We could have used him in the Corps. A natural for Force Recon. Well, he's had a lot of pounding on the anvil to test the metal since the Change. All that does not kill us, makes us stronger, as Conan said…that
was
Conan, wasn't it?

“We scouted up north around McMinnville, as per plan,” Eric said. “While Will took a troop into the Amity Hills, visiting and distracting any attention headed our way—”

Havel grinned. “Good news there, if you haven't heard. The Brigittine monks have decided to tell Arminger's pet pope in Portland to go to hell, and get square with Abbot Dmowski. Your father-in-law sort of persuaded them.”

Proving Will Hutton is twice the diplomat I'll ever be,
he added to himself.

“They've got a good little fighting force and some useful farms and craft-workers and they're right between us and the enemy,” he went on aloud.

“That
is
good news,” Eric said, but his face stayed grim. “The word from McMinnville itself is worse than we thought, though.”

“It
is
a new castle? Not just an earthwork fort?”

“It's a fucking nightmare—bad as the one at Gervais, and bigger. South of town.”

“Just north of the Yamhill River, on the road by the old gauging station, I'll bet?”

Eric looked mildly startled. “Yeah, Mike. How'd you guess?”

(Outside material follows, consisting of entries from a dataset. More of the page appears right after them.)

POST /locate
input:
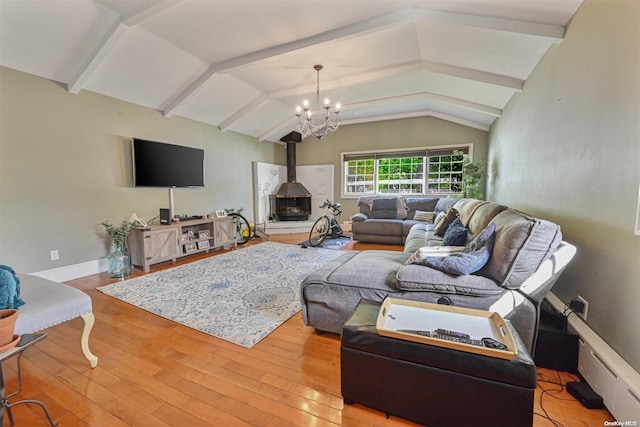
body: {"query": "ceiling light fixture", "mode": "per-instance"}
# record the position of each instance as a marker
(317, 121)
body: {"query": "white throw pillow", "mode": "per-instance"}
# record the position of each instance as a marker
(423, 216)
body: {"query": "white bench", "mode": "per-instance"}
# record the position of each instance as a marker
(49, 303)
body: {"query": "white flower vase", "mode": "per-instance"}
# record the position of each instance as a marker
(119, 263)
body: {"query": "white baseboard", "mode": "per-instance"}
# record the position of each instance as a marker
(75, 271)
(605, 371)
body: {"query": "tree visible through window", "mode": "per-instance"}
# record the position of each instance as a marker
(419, 172)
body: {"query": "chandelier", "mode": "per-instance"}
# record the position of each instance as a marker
(317, 121)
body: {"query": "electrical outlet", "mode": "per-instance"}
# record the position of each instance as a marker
(584, 310)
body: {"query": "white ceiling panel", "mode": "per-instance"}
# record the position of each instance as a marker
(145, 70)
(244, 65)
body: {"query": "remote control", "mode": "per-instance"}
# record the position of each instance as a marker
(415, 332)
(452, 333)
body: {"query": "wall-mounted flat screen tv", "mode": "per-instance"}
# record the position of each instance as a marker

“It's where I'd put it,” he replied absently, his eyes hooded in thought as he called up terrain and distance. “Kills two birds with one stone: plugs the gap between the Coast Range and the Amity Hills, and gives them a base that's perfectly placed to launch raids on our farming country down south at Amityville and Rickreall; it'll be staring right down our throats. On the good side, it probably scares the bejayzus out of those idiots in Whiteson. Neutrality, my ass…they'll
have
to make up their minds now, or at least as soon as the walls start to rise.”

Signe cleared her throat. “Careful how you go at the neutrals, Mike. Honey and vinegar and all that.”

Havel shrugged and grinned. “Yup. I can control my natural disgust with their yellow-bellied wavering, you bet.” He turned his head back to her brother. “Details?”

“They're working on the foundations now, but you can see the outlines. It's concrete again; no more of those telephone-pole motte-and-bailey specials that burned so nice. Ferroconcrete. Accent on the
ferro.
We got close enough to see that they're stacking I-beam as well as rebar; they must have a couple of hundred workers on twenty-four-hour shifts. Josh”—that was Josh Sanders, an ex-lumberjack and ex-Seabee and their expert on field fortifications—“got detailed sketches and extrapolated what the finished product will look like, based on the way they're digging and standard Protectorate practice. Says he'll debrief tomorrow, he's working up his notes.”